A nurse entered while I was sitting in the rocking chair, my arm resting inside the hand hole of the incubator to softly pet her miniature fingers.
"Sweetie, you probably need to head back to your room and get some rest now. You've been here quite a while. We don't want you to have a setback."
I barely even looked at her as I studied the little cowlick in my baby's hairline. How the hell had Pick gotten that right?
Maybe I'd just imagined the description he'd given me of her. There were a lot of fuzzy spots in my memories of the night she was born.
"I'm okay." I didn't want to leave her yet. I didn't think it was possible to love something so much. My chest felt completely full. I could've sat in that chair and just watched her sleep and breathe for the rest of my life.
"Does she need a blanket?" I asked when her tiny frame shuddered in her sleep as if she were shivering. "She looks cold."
The nurse's lips pinched with irritation. "She's fine. But you really need to get back to your own room. They said you just got off dialysis yesterday. You don't want to overdo it."
I nodded as if agreeing, but answered, "Just a little bit longer."
With a grumble, she spun away and stalked off. When I heard the phrase, " . . . typical single teen mother. Thinks she knows everything . . . " I turned and stared after her, watching the extra twenty pounds of weight on her waistline shift back and forth as she marched off in an angry huff.

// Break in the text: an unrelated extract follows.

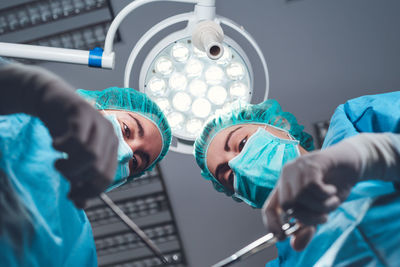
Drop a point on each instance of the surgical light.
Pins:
(164, 66)
(192, 74)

I don't know why I let her comment get to me. Maybe it was leftover pregnancy hormones swimming through my veins, the start of some baby blues, or normal insecurity issues of a typical new nineteen-year-old mom. But tears immediately filled my eyes. I turned back to my child, small and helpless, fighting for her life, and the floodgate opened even more.
What the hell did I think I was doing?
I'd gone into this with my usual fake confidence, thinking sure I could raise a kid. Millions of women popped out babies every year. Why would I have a problem with it? And look, I'd almost gotten Skylar killed.
I sobbed even harder, my chest heaving. I had to pull my hand free of Skylar's incubator and bury my face in both my palms to muffle the gut-wrenching sounds so I wouldn't wake her.